Bu kapsamda olmak üzere böylesi bir af çalışmasından önce hükümete
düşen görevleri Bahçeli şöyle sıraladı: "Yeniden hayata hazırlık
sürecine intibak edecekleri toplumsal ve pedagojik ön tedbirleri
bir an önce alması, Suçlu çocukların ailelerinin onları kabule
hazır oldukları sıcak ve esirgeyici bir ortamın sağlanması, Aileye
çocukların korunması ve himayesi için yasal sorumluluk ve
zorunluluk yüklenmesi, Terör odakları ile bağı ve bağlantılarının
mutlaka kopartılması Ve onları yeniden suça yönlendirecek bireysel
eğilimler, toplumsal baskılar veya psikolojik ortamın ortadan
kaldırılmasıdır. Bütün bu ön hazırlıkların tamamlanmasından sonra
işlediği suça göre yapılacak bilimsel ve adli bir tasnifle bir
nedenle suça karışmış çocuklarımızın yeniden ailelerine,
arkadaşlarına ve topluma dönmeleri mümkün olacaktır. Elbette hukuki
düzenlemeler de bu kapsamda ele alınmak durumundadır."
Bu konuda karar aşamasına gelindiğinde ise suçlu çocukların
tamamının salıverilmesinden ziyade bu çocukların topluma
kazandırılması arayışı ile çocukların işledikleri suça maruz
kalmışların incitilmeden orta bir yol bulunması ve kamu vicdanının
cevaz verebileceği çözümde anlaşılmasının esas olduğunu vurgulayan
Bahçeli, "Unutmayalım, bugün milyonlarca genç evladın bulunduğu
ülkemizde her hanede bir çocuk vardır ve bu talihsizlikler her an
her ailenin başına gelebilir. Tekraren diliyoruz ki, çocuklarımız
ne suçlu olsunlar, ne de suç işlesinler ve ne de suça maruz
kalsınlar. Lider ülke Türkiye'nin mimarları olsunlar, iş sahibi
aileleriyle huzur içinde, milletiyle gurur duyarak, al bayrağın
gölgesinde, alın terleriyle, el emekleriyle, pırıl pırıl
zekâlarıyla bu topraklarda kardeşleriyle iftihar ederek yaşasınlar.

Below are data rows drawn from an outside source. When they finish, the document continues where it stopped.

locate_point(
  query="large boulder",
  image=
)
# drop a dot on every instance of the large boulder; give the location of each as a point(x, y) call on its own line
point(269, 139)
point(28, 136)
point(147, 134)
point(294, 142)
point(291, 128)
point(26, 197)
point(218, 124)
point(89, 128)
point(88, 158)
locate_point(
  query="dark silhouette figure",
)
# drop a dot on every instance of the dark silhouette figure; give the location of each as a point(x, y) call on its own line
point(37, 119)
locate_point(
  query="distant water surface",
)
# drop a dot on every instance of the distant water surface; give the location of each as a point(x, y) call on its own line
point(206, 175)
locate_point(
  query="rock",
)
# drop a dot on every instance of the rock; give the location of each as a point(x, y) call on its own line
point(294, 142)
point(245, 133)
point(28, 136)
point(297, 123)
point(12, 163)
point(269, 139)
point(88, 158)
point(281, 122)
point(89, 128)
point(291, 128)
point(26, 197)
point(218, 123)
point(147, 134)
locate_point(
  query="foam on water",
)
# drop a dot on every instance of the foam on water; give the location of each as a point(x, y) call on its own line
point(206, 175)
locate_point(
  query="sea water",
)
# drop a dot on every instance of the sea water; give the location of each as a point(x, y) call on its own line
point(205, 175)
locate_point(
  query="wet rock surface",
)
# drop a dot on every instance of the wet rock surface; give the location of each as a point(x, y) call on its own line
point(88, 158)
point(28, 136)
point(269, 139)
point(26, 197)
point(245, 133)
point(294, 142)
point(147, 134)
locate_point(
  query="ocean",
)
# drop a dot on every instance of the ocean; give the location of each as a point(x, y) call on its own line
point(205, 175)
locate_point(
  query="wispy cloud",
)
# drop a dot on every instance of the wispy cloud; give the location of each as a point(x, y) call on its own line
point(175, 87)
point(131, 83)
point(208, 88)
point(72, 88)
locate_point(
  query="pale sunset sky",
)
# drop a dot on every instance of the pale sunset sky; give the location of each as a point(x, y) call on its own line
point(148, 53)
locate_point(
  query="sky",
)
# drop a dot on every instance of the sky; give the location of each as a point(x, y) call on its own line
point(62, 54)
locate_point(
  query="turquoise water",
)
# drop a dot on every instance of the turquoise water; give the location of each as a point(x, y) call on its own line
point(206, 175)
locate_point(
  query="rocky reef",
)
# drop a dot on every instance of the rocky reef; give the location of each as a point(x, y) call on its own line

En samimi temennimiz ve hedefimiz budur. İnanıyorum ki bizim beşeri
varlığımızın vazgeçilmez zenginliği olan çocuklarımız içinden
kusurları olanları için gerekli şart ve ortam hazırlanırsa âli
cenap milletimiz de himmetini esirgemeyecektir. Çocuk suçlulara af
konusundaki düşüncelerimizin bu açıdan değerlendirilmelidir."
ifadelerini kullandı.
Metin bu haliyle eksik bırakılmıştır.